Peculiarities of the English Language The English language was created in

The English language was created in England. Throughout history, this language has spread to many parts of the world. It is used as a link language for International business and diplomacy.

According to Madhukar N. Gate, it has taken thousands of words from other languages such as French, Latin, German, Greek and so on. We can even find Sanskrit words in English. For example: Guru and Pundit are two Sanskrit words used in English. English grammar is quite simple, in many languages nouns have grammatical gender which makes some verbs and adjectives change. This doesn't happen in English. The adjective 'big' is used with all nouns such as man, woman, child, book etc, as well as applying to both singular and plural nouns.

Counting large numbers in English is very simple. For example, twenty-one, twenty-two, twenty-three, etc forms a series. The next one is thirty-one, thirty-two, twenty-three etc. In other languages, numbers are unrelated and have to be memorized. English has changed some words, which hurt some peoples feelings. For example the word 'Christian name' when many Hindus and Muslims started using English, as it became awkward. So the word Christian was changed to First name. The word Negro caused some offense and was changed to Black person.
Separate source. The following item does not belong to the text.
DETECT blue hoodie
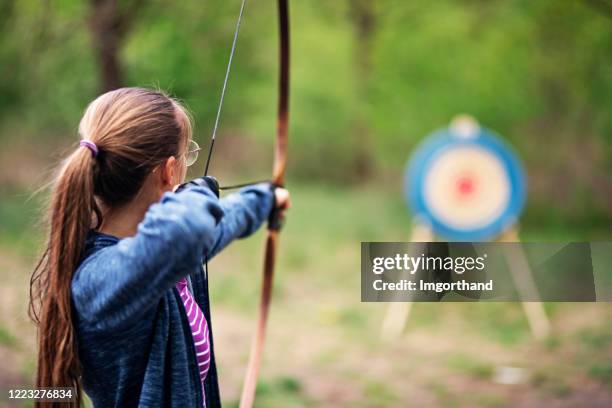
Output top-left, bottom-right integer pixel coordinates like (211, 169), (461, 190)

About two hundred years ago, Americas leaders changed some spelling. For example British spelling c-o-l-o-u-r was changed to American spelling c-o-l-o-r and a student writing the word (sell) as s-e-l would loose marks in his/her exams. There are certain characteristics of English that cause problems to non native English speakers. These are some of the most common examples that I found during my research, written by Curtis R. Brautigam: The verb-adverb combination is peculiar to English such as 'turn on', 'turn off' or 'mark down'. In other languages, single specific verbs are used in place of the English verb-adverb combination. A combination like 'turn off' is problematic because in English it has several meanings. You can turn off a light, or you can use the word 'turn off' when talking about something repulsive. Another peculiarity is the verb 'to do' .In many languages the verb 'to do' and 'to make' have the same meaning. In English they are different, which means that sometimes phrases like 'Do you speak English'' can cause problems to non native English speakers.

I also found very curious that when it comes to translating English into other languages, sometimes the size of the text increases when we translate from English to certain Western European languages, and other times decreases when we translate from English to Hebrew for example. I find this fact very fascinating. I also wanted to include this piece of article that I found during my research written by Bill Bryson where he mentions that some people think that in English it is not correct to end a phrase with a preposition. He spoke about Winston Churchill who was editing a proof of one of his books, when he noticed that an editor had rearranged one of his sentences, so it wouldn't end with a preposition, so he scribbled in the margin 'This is the sort of English up with which I will not put'. Another example that I personally thought was amusing is this dialogue occurred in a place called Hahvahd: 'Excuse me, where is the library at'' 'Here at Havhavd we never finish a sentence with a preposition' 'O.K. Excuse me, where is the library at, a**hole''

In conclusion, what I find so remarkable is how being a native English speaker we articulate in such different dialects and how the English language has such different grammar rules compared to other languages.